WASHINGTON (4/10/14)--It appears the Federal Open Market Committee (FOMC), which released minutes Wednesday from its two-day meeting March 18-19, isn't chomping at the bit to raise the federal interest rate.
Despite unemployment numbers nearing levels at which the FOMC had said could trigger increases to that rate, a lack of confidence in the overall health of the economy could force the committee to hold off.
In light of this, broad support was shown during the meeting for altering the committee's approach in the way it would make policy decisions moving forward.
Previously, the Federal Reserve's monetary policymaking body expressed that once the national unemployment rate dropped below 6.5%, the federal interest rate would begin to climb.

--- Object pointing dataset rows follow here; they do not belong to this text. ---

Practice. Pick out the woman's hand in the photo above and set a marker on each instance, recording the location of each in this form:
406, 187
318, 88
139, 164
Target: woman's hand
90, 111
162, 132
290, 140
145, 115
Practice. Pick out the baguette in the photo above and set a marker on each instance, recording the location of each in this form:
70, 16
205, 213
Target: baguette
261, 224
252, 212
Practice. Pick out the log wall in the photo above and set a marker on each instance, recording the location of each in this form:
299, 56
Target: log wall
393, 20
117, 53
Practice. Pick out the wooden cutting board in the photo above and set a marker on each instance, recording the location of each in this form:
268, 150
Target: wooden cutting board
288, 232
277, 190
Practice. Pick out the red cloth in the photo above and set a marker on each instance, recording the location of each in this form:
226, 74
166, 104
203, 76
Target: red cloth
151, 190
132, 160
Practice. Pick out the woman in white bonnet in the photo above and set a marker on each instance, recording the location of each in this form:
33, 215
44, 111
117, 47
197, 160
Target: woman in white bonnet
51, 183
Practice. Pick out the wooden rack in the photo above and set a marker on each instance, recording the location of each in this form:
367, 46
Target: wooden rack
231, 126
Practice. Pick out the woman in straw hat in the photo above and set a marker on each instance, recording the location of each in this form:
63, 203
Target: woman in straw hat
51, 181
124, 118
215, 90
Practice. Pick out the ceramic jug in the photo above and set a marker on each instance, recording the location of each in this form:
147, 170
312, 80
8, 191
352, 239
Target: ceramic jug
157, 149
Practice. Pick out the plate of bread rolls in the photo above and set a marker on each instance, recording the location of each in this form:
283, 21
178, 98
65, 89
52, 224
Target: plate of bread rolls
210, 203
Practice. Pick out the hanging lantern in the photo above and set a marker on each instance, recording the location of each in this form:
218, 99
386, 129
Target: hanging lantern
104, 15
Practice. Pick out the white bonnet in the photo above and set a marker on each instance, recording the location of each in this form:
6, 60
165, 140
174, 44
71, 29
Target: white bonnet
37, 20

But pulling back on that strategy, which Janet Yellen, newly seated chair of the committee, indicated would likely be the case in the short-term, formalized a shift to a qualitative, rather than a quantitative, approach to guidance.
"This change in our guidance does not indicate any change in the committee's policy intentions as set forth in its recent statements," Yellen said in a press conference after last month's meeting. "(But) rather the change is meant to clarify how the committee anticipates policy evolving after the unemployment rate declines below 6.5%."
While the FOMC may hesitate to raise the federal interest rate, it appears it will stick with the ongoing wind-down of asset purchases, a practice it has maintained since the outset of the recession in an attempt to stimulate the economy.
Yellen said the Fed will buy $55 billion in securities next month, down $10 billion from the current rate. The FOMC has said it will drop that number every time the body meets.
"If incoming information broadly supports the committee's expectation of ongoing improvement in labor markets and inflation moving back over time toward its longer run objective, the committee will likely continue to reduce the pace of asset purchases in measured steps at future meetings," Yellen said.